2) A number of types of estuaries are commercially vital. Many commercially important estuaries are the mouths of major rivers. The powerful flow of water in major rivers maintains channels that are deep enough for navigation by ocean-bound vessels, and the rivers themselves provide transportation of goods to points farther inland. In addition, estuaries formed as a result of tectonic or glacial activity are sometimes sufficiently deep to provide ports for oceangoing vessels. The types of estuaries that are not viable as ports of call for ocean commerce are those that are not wide enough, not deep enough, and not powerful enough to prevent the buildup of sediment.
3) Estuary systems, which vary to reflect the geology of the coasts where they are found, can be broadly categorized as one of two different types. One type of estuary system is the type that is found in flooded coastal plains, the broad land areas that extend out to the continental shelves, on the Atlantic coasts of North and South America, Europe, and Africa, for example. The other category of estuary system encompasses the mountainous coasts, with their rugged topography, such as those found along the Pacific coasts of North and South America.

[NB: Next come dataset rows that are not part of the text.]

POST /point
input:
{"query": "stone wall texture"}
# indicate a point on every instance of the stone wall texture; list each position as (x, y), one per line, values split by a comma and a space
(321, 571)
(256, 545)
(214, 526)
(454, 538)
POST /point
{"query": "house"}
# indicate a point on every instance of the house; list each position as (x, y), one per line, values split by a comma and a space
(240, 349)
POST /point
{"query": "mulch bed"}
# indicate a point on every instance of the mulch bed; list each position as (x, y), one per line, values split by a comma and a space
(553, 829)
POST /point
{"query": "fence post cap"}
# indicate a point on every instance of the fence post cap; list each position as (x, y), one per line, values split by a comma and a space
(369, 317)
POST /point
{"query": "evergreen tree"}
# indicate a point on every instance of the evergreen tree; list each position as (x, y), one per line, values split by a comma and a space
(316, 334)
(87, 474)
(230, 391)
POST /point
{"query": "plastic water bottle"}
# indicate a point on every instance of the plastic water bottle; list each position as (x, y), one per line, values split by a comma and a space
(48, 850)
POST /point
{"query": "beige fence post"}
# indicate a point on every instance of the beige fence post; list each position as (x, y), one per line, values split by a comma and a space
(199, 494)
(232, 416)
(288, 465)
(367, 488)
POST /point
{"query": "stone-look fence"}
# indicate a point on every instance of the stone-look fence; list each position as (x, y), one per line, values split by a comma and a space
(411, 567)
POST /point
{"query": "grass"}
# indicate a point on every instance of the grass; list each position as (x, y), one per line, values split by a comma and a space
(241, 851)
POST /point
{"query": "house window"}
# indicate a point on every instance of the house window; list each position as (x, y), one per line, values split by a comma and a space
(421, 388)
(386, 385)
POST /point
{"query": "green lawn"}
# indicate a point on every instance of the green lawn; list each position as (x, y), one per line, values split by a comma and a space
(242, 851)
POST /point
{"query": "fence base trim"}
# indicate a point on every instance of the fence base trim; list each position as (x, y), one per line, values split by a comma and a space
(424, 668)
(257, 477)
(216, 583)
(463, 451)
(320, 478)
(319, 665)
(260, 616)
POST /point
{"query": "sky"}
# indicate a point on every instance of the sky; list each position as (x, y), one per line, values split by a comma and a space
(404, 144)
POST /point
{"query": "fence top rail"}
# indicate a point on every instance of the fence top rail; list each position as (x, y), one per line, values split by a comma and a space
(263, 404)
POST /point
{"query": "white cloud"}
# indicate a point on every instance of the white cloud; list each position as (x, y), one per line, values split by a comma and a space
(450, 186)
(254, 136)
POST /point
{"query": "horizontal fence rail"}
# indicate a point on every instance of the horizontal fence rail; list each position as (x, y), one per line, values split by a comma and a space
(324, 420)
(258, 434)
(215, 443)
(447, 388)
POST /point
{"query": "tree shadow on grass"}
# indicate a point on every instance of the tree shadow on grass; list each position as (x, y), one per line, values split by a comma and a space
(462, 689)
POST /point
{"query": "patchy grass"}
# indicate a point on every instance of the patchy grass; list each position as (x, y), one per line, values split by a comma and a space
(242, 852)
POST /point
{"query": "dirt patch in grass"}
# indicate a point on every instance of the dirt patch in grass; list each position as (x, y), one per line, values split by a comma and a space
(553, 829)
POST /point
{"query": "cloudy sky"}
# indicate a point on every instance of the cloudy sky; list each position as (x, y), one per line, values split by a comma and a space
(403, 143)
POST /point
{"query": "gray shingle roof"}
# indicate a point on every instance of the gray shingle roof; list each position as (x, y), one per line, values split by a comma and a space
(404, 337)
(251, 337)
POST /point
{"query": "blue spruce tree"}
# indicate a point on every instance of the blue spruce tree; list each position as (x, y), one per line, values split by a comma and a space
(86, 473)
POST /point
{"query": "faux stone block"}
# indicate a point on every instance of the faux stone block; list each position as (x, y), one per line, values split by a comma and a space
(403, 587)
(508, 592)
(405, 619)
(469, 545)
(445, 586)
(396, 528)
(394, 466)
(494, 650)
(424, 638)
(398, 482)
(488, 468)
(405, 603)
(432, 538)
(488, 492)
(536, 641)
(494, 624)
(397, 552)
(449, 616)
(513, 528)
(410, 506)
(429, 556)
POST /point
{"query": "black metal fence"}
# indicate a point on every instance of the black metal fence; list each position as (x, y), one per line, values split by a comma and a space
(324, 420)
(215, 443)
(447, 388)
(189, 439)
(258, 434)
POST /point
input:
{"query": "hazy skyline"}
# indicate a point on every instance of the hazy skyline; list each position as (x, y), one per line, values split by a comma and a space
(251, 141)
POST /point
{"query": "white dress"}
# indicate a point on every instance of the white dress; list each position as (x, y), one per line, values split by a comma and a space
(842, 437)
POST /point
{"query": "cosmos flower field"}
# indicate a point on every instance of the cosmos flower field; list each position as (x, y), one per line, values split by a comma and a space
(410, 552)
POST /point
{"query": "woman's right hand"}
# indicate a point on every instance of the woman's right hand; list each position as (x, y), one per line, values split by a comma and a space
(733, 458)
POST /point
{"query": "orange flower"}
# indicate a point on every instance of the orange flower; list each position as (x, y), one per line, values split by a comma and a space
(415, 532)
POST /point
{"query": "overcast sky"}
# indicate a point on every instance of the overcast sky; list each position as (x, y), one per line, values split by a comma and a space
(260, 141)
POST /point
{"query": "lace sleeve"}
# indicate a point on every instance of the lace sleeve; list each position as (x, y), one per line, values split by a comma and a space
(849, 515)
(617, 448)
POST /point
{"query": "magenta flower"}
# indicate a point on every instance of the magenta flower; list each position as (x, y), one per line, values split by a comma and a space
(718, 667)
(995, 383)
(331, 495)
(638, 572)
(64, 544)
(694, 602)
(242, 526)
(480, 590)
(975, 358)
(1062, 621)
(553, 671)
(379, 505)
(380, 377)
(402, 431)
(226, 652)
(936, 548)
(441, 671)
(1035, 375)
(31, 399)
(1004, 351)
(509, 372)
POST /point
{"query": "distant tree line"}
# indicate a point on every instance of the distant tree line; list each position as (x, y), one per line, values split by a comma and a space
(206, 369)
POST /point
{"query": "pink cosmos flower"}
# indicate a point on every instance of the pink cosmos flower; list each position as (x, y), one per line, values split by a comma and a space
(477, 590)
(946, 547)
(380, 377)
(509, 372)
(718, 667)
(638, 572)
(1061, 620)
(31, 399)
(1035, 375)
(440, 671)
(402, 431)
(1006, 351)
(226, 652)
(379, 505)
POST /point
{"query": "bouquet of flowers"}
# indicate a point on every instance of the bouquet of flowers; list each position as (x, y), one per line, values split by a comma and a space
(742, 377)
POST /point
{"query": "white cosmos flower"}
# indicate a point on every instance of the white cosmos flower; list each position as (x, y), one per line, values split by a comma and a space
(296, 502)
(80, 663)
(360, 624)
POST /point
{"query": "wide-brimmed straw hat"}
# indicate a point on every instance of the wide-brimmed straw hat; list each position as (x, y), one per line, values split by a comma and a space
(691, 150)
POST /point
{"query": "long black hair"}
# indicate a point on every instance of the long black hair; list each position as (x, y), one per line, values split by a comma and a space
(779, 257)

4) Today, much of the eastern coast of the United States is a flooded coastal plain. During the last Ice Age, much of what is today the submerged continental shelf was exposed as an extended part of the continent. Intricate river systems composed of main rivers and their tributaries cut valleys across the plains to the edge of the shelf, where they released the fresh water that they carried into the ocean. Then, as the ice melted at the end of the Ice Age, rising waters extended inland over the lower areas, creating today’s broad drowned river valleys. On today’s flooded coastal plains, the water is comparatively shallow and huge amounts of sand and sediment are deposited. 6A These conditions foster the growth of extensive long and narrow offshore deposits, many of which are exposed above the water as sandspits or barrier islands. 6B These deposits are constantly being reshaped, sometimes extremely slowly and sometimes quite rapidly, by the forces of water and wind. 6C It is common along flooded coastal plains for drowned river valleys to empty into lagoons that have been created behind the sandspits and barrier islands rather than emptying directly into the ocean. 6D These lagoons support vigorous biological activity inasmuch as they are shallow, which causes them to heat up quickly, and they are fed by a constant inflow of nutrient-rich sediments.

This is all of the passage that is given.